SCN2A-related disorders are caused by pathogenic variants in the SCN2A gene on chromosome 2. The SCN2A gene encodes the sodium ion channel subunit protein Nav1.2, which is important for the movement of sodium ions across the cell membrane. Nav1.2 is expressed predominantly in the central nervous system, where it has a major role in the generation of action potentials. It is the main sodium channel in excitatory neurons in early life, before this role is assumed by the Nav1.6 protein (encoded by the SCN8A gene) in late infancy or early childhood. SCN2A-related disorders belong to a group of conditions that impact on ion channel function, collectively known as channelopathies.

Clinical features
Pathogenic variants in the SCN2A gene cause a number of neurodevelopmental disorders, with a broad spectrum of severity. Epilepsy, DD/ID, ASD and movement disorders are the most frequent, albeit not universal, symptoms. There are distinct patterns of clinical features (phenotypes), broadly distinguished by the absence or presence of epilepsy, and by the epilepsy type.

Prevalence
SCN2A is estimated to be the most common single gene cause of neurodevelopmental disorders, and is a major cause of severe epilepsy (also known as developmental and epileptic encephalopathy (DEE)). The incidence of SCN2A-related disorders was reported to be 1:78,000, although this is likely an underestimate.

Inheritance
SCN2A-related disorders are autosomal dominant. Most commonly pathogenic variants either arise de novo (occur spontaneously during early development in an affected individual) or are inherited from an affected parent.
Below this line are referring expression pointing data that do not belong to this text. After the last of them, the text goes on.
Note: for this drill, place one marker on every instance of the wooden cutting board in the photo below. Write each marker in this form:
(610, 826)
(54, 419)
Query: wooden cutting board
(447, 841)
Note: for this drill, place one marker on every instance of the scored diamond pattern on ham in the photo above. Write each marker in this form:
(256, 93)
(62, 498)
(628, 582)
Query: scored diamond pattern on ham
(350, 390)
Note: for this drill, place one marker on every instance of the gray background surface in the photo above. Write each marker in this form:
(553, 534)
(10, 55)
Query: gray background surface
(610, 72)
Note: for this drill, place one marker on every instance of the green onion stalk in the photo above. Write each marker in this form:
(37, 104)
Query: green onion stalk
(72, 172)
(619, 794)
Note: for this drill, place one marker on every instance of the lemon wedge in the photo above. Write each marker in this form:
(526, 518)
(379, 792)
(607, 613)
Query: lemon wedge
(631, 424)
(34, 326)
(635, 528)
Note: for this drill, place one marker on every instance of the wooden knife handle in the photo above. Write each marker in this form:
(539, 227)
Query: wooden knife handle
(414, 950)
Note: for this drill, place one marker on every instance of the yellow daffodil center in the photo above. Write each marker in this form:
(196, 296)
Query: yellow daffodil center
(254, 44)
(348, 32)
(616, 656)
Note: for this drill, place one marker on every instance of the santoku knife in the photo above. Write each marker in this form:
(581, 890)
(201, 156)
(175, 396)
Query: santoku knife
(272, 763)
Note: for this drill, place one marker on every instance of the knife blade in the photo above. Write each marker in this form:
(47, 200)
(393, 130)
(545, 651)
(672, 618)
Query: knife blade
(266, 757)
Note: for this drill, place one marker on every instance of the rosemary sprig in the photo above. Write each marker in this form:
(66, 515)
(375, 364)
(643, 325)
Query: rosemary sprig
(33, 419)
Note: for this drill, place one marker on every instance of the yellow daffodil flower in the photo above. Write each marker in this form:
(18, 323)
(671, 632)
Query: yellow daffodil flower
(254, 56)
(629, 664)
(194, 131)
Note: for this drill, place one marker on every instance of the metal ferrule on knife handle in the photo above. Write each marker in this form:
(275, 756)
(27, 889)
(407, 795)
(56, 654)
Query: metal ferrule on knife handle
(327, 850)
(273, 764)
Inherited variants are primarily seen in the context of the SCN2A phenotypes of benign familial neonatal-infantile seizures (BFNIS) and episodic ataxia (EA) (see the Professionals – Clinical characteristics section for discussion of phenotypes).

Other SCN2A-related phenotypes are generally due to de novo variants in the proband. However, inheritance from an unaffected or mildly affected parent who has mosaicism for the variant has been reported. Parental mosaicism may be more common than previously thought; a recent study of epileptic encephalopathies (Myers et al. 2018) found that low level parental somatic mosaicism could be detected with very sensitive genetic testing technology in 8% of families where it was previously thought the proband had a de novo variant. Recurrence in a sibling in the absence of detection of the variant in any tested parental somatic tissue has also been reported, which is thought to be due to confined gonadal mosaicism (presence of the variant in a patch of eggs or sperm but not in other body cells).

Genetic counselling is recommended for parents of a child with a SCN2A-related disorder who may be planning further children. The detection of parental somatic mosaicism and the possibility of gonadal mosaicism has important genetic counselling implications.